The chemical formula of Prussian blue is represented by Fe (III) ₄ [Fe (II) (CN) ₆ ] ₃ . Prussian blue used in the present invention may contain water of crystallization, and at least part of iron ions may be other metals such as vanadium, chromium, manganese, ruthenium, cobalt, rhodium, nickel, palladium, platinum, copper, It may be substituted with one or more metals selected from the group consisting of silver, zinc, lanthanum, europium, gadolinium, lutetium, barium, strontium, and calcium. Such a Prussian blue-type metal complex is represented by the following formula, for example.

_{A x M A [M B (} CN) 6] y · zH 2 O
A is an atom derived from a cation. x is 0 to 2, y is 1 to 0.3, and z is 0 to 20. M _A is Fe (III), and M _B is Fe (II).
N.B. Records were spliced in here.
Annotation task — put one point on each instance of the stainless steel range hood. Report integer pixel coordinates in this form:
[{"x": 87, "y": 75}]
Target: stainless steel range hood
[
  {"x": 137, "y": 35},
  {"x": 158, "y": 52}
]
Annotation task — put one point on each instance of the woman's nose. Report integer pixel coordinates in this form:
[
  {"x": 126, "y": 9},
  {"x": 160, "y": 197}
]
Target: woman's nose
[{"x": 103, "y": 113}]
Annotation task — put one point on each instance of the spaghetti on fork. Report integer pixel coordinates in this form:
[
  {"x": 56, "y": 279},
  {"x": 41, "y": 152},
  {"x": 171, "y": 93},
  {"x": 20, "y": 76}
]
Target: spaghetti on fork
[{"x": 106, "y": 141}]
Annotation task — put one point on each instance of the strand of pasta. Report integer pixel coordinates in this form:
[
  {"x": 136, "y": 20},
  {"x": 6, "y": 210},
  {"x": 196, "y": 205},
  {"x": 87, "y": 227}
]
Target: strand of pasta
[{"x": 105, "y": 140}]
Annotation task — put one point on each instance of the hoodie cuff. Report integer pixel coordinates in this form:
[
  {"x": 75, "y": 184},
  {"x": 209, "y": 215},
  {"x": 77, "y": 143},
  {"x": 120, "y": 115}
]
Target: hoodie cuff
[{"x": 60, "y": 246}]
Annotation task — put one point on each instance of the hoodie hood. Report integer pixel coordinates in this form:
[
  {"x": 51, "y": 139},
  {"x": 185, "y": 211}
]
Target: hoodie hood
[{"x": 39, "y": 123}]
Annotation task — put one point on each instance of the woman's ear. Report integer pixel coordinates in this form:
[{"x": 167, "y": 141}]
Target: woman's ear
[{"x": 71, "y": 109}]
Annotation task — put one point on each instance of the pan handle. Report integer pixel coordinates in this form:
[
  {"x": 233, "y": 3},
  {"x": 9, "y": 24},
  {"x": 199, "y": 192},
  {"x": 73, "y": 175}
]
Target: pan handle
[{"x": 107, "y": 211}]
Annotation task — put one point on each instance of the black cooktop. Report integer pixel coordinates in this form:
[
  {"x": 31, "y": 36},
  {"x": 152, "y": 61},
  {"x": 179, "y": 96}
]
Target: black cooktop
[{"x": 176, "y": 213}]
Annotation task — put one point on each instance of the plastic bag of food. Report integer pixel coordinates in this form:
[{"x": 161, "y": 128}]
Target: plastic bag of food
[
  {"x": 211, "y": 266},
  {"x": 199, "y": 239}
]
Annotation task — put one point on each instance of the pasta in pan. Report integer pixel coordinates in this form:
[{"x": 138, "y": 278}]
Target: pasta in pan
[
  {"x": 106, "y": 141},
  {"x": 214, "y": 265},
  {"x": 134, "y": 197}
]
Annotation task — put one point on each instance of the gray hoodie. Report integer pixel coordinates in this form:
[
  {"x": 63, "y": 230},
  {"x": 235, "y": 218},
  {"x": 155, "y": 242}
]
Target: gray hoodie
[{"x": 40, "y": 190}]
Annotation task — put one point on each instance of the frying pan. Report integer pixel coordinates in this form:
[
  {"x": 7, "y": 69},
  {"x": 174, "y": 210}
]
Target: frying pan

  For Prussian Blue, nanoparticles with a primary particle size (average particle size) of 50 nm or less and secondary particle size (aggregation size) (average particle size) of about 5 nm to 1 mm are cesium adsorption performance and deposit layer formation. From the viewpoint of performance, a pigment having a large primary particle size and a secondary particle size of about 10 to 100 μm, so-called “bitumen” or the like can also be used. (Measurement method (primary particle size): measured with an X-ray diffractometer, calculated by calculating the crystal lattice diameter from the peak. Measurement method (secondary particle size): measured with a laser diffraction / scattering particle size distribution analyzer Value.)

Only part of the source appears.